Edelhoff sprach die Wertigkeit und Wichtigkeit der Kauleisten an. Ist noch eine Kauleiste vorhanden, sei eine konservative Restauration noch erfolgreich. Fehlen beide Kauleisten, ist die Frakturgefahr des Zahns ungleich höher. Er ist nach wie vor ein Verfechter der Goldteilkrone, da das Material eine höhere Zugfestigkeit hat als keramische Werkstoffe, und Abrasionen ermöglicht. Er empfiehlt vor größeren Restaurationen einen Bruxismus-Screening-Test (BSI-DGFDT). Ist eine Krone erforderlich und sie soll zahnfarben sein, wird in München gern ein Zikongerüst (1. Generation), verblendet mit Disilikatkeramik eingegliedert. Monolithische Materialen sind für ihn keine Option, da alle Zirkon-Varianten dieselbe Härte haben und daher keinen Verschleiß zulassen. Auch ermöglicht dieses Material kein individuelles „Einschleifen“. Bei der Teilkronenpräparation empfiehlt Edelhoff nur bis zum Äquator zu präparieren, um die Substanz zu schonen und so zu einer Stabilisierung beizutragen. Bei Frontzähnen empfiehlt er, möglichst ganz auf Kronen zu verzichten und Teilkronen/Veneers den Vorzug zu geben. Entscheidend für die Stabilität sei die palatinal/linguale Zahnsubstanz an der Ginigvagrenze. Wird sie durch Kronenpräparation (zum Beispiel durch Stufenpräparation) reduziert, vergrößert sich die Bruchgefahr. Sein Fazit: Das Ausmaß des koronalen Substanzverlusts limitiert den prognostischen Faktor. Ein Ferrule Design von mindestens 2 mm steigert ihn. Die Hauptindikation für Stifte ist für die Retention des Aufbaus. Minimalinvasive Restaurationen sind vorteilhafter: Daher Veneer, Overlays statt Kronen.
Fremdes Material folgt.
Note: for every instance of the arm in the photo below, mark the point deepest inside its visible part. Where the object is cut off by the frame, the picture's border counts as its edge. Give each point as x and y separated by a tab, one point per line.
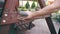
46	10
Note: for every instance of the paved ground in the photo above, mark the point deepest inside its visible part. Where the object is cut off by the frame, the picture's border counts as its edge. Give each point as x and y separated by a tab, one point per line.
41	27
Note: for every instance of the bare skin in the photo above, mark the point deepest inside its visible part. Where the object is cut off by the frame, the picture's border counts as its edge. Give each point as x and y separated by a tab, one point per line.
46	10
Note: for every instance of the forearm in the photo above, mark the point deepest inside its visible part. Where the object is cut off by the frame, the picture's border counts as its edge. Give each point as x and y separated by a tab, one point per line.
46	10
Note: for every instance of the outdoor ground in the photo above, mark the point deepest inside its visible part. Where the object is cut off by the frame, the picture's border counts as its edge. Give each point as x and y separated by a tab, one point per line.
41	27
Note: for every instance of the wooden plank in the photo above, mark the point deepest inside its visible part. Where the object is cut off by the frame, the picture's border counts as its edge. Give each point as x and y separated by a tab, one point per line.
10	14
48	19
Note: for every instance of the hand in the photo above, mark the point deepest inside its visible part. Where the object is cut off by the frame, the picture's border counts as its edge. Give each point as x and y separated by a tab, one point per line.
30	16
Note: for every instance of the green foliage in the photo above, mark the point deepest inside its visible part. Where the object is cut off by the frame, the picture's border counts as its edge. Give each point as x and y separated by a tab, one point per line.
33	5
27	5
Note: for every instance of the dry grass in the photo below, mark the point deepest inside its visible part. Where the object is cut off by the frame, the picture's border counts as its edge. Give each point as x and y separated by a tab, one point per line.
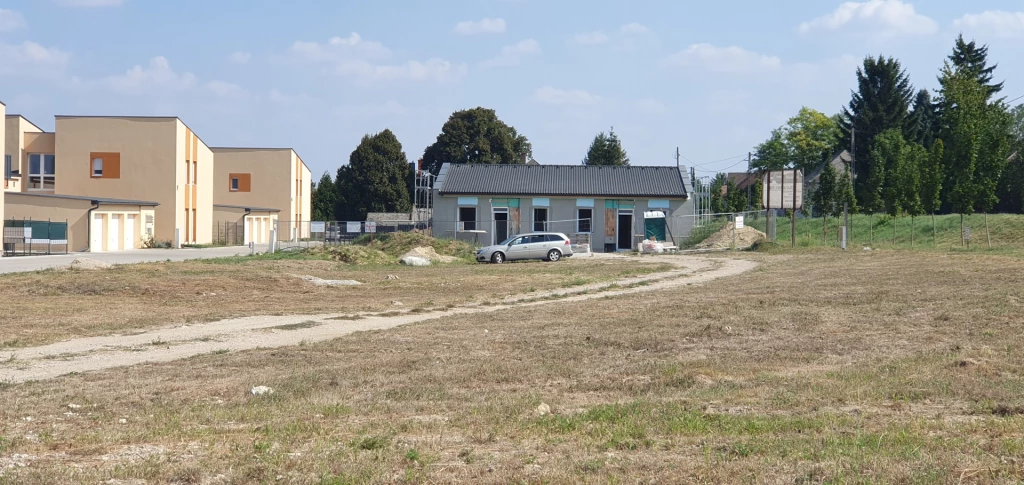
818	367
49	306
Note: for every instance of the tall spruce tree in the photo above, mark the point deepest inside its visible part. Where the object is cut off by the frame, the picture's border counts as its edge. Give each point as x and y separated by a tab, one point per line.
376	178
606	150
971	57
323	199
881	102
930	180
924	120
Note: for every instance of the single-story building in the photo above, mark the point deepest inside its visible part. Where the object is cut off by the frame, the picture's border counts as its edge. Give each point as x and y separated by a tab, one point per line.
238	225
608	208
93	224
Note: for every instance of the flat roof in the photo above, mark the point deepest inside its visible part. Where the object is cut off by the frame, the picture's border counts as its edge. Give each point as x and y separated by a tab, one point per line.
14	115
114	117
257	148
101	201
245	208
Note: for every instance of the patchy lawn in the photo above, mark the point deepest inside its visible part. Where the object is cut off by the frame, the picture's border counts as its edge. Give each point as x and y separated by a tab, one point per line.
817	367
48	306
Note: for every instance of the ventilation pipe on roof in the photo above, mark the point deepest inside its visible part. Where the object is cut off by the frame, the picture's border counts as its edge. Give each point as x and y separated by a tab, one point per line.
88	225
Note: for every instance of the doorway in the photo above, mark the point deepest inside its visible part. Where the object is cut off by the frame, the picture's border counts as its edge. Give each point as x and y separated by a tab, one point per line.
625	237
500	231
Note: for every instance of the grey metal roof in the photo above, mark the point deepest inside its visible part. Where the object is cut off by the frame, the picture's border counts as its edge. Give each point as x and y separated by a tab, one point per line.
244	208
101	201
562	180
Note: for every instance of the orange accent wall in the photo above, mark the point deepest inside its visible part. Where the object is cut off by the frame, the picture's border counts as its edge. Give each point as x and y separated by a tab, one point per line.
245	182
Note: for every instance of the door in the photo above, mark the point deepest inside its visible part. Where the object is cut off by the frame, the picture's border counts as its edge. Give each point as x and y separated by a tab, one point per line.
129	239
96	243
625	231
114	232
518	250
500	231
654	229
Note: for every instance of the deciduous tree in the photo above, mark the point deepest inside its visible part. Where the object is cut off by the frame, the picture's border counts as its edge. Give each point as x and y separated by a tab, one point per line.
606	150
476	136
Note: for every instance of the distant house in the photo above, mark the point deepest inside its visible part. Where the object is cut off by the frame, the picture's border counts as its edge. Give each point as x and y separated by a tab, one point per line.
611	208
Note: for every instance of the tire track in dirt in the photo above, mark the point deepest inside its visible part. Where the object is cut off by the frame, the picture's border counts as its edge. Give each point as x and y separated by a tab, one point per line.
164	345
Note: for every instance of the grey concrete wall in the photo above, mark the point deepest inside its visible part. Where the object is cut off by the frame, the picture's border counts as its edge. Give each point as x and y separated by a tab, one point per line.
562	213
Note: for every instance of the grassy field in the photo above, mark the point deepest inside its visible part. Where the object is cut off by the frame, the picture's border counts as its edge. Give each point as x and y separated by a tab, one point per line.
48	306
1006	230
818	367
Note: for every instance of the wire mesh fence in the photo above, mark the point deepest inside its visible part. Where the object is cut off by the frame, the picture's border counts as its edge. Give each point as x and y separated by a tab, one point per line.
27	237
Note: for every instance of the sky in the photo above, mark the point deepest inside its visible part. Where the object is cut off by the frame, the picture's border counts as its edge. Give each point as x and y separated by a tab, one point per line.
712	79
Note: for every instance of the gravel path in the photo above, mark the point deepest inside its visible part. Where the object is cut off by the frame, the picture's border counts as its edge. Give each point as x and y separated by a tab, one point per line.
164	345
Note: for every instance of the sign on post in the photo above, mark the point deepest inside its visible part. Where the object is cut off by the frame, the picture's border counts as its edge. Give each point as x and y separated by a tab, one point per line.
782	189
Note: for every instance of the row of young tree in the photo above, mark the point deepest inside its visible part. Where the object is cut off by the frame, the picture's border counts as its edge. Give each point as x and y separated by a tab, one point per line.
378	176
913	153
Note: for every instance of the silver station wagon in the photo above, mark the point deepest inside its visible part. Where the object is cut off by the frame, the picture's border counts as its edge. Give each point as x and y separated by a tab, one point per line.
542	246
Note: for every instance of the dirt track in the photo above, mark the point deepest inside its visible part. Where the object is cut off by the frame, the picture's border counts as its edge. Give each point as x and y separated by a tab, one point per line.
163	345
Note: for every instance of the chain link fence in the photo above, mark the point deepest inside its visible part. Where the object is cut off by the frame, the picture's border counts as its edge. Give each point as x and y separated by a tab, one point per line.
28	237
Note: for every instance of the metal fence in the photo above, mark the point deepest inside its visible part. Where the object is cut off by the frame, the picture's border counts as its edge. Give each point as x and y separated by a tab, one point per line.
27	237
228	233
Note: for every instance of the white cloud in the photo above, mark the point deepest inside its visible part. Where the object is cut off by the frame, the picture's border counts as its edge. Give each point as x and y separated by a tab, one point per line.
226	90
91	3
560	97
438	71
284	98
512	54
591	38
339	49
483	26
356	58
634	29
712	58
1001	24
11	20
241	56
33	60
650	106
890	17
159	77
387	108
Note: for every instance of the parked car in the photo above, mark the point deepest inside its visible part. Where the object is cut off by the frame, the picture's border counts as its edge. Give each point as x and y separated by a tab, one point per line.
543	246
Pfeilerzähne mit Endo zeigen bei festsitzendem Zahnersatz gute, bei herausnehmbaren schlechtere Überlebensraten. Pfeilerzähne mit Endo in der Doppelkronentechnik sind ein Risiko. Hier müssen (!) Stifte eingesetzt werden. Auf ein adäquates Okklusionskonzept ist zu achten, um vor Überlastung zu schützen.
Dem Tagungsthema „Erhalte deinen Zahn“ wurde dieser Gemeinschaftskongress allemal gerecht. Die nächste DGZ-Tagung findet in Gemeinschaft mit der DGPro am 13. bis 15.Juni 2024 in Leipzig statt. Mehr Informationen gibt es auf der Homepage der DGZ.